Given its relative economic weakness, Russia’s strategic outreach in the region is premised on two interrelated pillars: “security export” (eksport bezopasnosti) and asymmetricity. Taken together, these represent a synthesis of Russia’s Syrian and Libyan experiences. And that approach has been vividly demonstrated in the CAR.

The former element is concerned with Russia’s continued emphasis on participation in local affairs “by invitation of the legitimate political regime” (YouTube, December 19, 2018). At the same time, Russia is mixing diplomacy and threats of force: reaching out to both sides of the conflict (the Christian and the Muslim factions), while hinting at its military potential using the operation in Syria as an example (Tsargrad.tv, October 10, 2018).

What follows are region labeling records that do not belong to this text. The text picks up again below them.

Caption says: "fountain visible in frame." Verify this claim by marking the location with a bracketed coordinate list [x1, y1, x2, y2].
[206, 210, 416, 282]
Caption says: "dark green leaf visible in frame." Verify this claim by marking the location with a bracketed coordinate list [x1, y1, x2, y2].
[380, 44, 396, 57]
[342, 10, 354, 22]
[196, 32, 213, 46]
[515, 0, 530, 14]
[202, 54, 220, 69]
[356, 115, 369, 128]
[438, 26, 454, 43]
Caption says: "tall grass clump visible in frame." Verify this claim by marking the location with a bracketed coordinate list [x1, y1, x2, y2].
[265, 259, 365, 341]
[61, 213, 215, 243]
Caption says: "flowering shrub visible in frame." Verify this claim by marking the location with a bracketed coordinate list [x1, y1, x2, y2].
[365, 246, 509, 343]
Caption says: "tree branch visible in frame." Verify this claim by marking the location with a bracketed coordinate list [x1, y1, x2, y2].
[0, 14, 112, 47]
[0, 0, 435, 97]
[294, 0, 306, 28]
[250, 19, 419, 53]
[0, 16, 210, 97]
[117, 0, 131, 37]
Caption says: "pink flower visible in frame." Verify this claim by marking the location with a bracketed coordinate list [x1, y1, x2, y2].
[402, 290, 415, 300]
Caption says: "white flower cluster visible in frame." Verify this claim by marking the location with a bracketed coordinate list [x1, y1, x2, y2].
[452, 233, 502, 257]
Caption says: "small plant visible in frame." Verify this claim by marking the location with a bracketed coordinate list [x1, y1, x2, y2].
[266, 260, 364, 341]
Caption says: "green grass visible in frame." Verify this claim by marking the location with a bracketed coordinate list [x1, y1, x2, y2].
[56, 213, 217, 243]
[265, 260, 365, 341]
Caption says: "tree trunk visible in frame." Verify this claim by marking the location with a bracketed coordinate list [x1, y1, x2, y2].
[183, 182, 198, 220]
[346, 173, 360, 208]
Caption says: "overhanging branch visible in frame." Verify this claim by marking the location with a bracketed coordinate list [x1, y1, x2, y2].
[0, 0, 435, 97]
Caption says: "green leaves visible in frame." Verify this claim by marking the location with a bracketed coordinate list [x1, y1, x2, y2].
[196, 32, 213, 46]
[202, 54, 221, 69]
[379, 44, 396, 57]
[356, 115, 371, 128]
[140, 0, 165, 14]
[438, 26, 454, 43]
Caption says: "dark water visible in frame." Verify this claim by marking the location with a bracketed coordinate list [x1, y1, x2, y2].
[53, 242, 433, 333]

The latter element rests on a combination of:

“Information confrontation”: For the past several months, Russia has unleashed a massive anti-French information campaign, which vilifies and ridicules French efforts but “praises Moscow’s security-related initiatives as well as the ‘thriving’ cooperation between the two countries.” Russian prestige has grown exponentially, whereas French officials “are no longer invited to any of the official ceremonies carried out in Bangui—an unprecedented phenomenon since the CAR gained independence,” the Russian media alleges (Inosmi.ru, December 13, 2018). At the same time, the Russian side has used last summer’s assassination of the three investigative journalists in the CAR (see EDM, October 2, 2018) for its own benefit: right after the tragic incident, journalists from the Federal News Agency (closely related to Prighozin’s Internet Research Agency and said to have cooperated with the Wagner Group in Syria) made a trip to the CAR and portrayed the country as a no-go zone for Western observers (Tsargrad.tv, October 29, 2018).

Exploitation of Western mistakes: Russia sharply contrasts the failure of France’s massive Operation Sangaris and inefficient allocation of economic aid (France is said to be providing the CAR with 130,000,000 euros annually—a third of the local GDP) with Moscow’s supposedly decisive, timely and concrete (at least on the surface) actions.

Russia’s “comeback to Africa” is clearly gaining steam, and the CAR is a prominent testing ground for its broader strategy.